Northern Beaches Council is yet to finalise its summer strategy, yet it's also warning it may close beaches "if crowds become too large and unmanageable".

Last March, Cronulla used a "swim and go" strategy to good effect, and the Mayor of Sutherland Shire Council Carmelo Pesce has said they'd again implement that policy plus close beachside carparks.

"When they [visiting crowds] showed up to Cronulla there was limited parking, so they had to move on. So I think that would be a measure that we would probably go down first before we close the beach," said Mayor Pesce. "But if we have to close, then we will." 

When visiting crowds were moved on from Cronulla the next stop was the beaches of Wollongong. Late last month, Mayor of Wollongong City Council Gordon Bradbery told the Illawarra Mercury, "I would hope to avoid the shutting down of any public space, like we saw earlier this year, and would just encourage people to still continue to practice the public health orders."

"We have got no alternative but to allow visitors, and they will come to our beautiful part of the world, but," continued Bradbery, "if people haven't realised by now what social distancing involves, well they're pretty thick."

Comments

chook's picture
chook's picture
chook commented Tuesday, 8 Sep 2020 at 2:58pm

if the numbers in the waters are high enough to lead to beach closures, then there isn't much point being in the water anyway.

when sydney beaches were closed at the start of the pandemic there were 80+ people in the water at these beaches. so there was no way you were going to catch a wave then, even without beach closures.

batfink's picture
batfink's picture
batfink commented Sunday, 13 Sep 2020 at 8:06am

80+ people at Sydney beaches is a quiet day.

The Cronulla option, surf and go, which is what a lot of us do anyway, makes more sense.

JackStance's picture
JackStance's picture
JackStance commented Tuesday, 8 Sep 2020 at 3:18pm

Does anyone know if NSW surfers can access D'Bah?

Breath.
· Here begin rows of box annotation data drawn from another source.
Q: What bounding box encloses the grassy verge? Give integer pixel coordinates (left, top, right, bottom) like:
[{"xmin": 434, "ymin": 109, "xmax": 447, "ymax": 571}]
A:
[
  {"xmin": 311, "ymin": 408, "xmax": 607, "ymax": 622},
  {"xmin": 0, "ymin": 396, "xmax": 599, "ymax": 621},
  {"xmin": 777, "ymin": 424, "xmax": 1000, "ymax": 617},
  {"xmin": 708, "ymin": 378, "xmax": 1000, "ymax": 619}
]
Murdoch's empire will one day fail to control our minds.

Oceanliving9356's picture
Oceanliving9356's picture
Oceanliving9356 commented Friday, 11 Sep 2020 at 4:23pm

I’ve got a better idea, let’s just ban councils, and State governments, all they do is cost us money, why we have 3 tiers of government I have no idea,

Ralph's picture
Ralph's picture
Ralph commented Sunday, 13 Sep 2020 at 9:28am

Yeah I reckon we could do without state governments. Australian laws should be uniform across the nation. Not much chance of doing away with state governments though unfortunately.

Clive Rodell's picture
Clive Rodell's picture
Clive Rodell commented Monday, 14 Sep 2020 at 12:23pm

Utilising the Local Parking Permits as admission would help.
A lot of the issues at Manly and the Northern Beaches, were caused by Backpackers and visiting Surfers from the closed Southside beaches.
That would certainly limit the chaos that is still being experienced on certain days.
We do pay rates for those passes after all. To have our surfs limited to under an hour, whilst those with shared or no cars had carte blanche, was not fair, and certainly not thought through.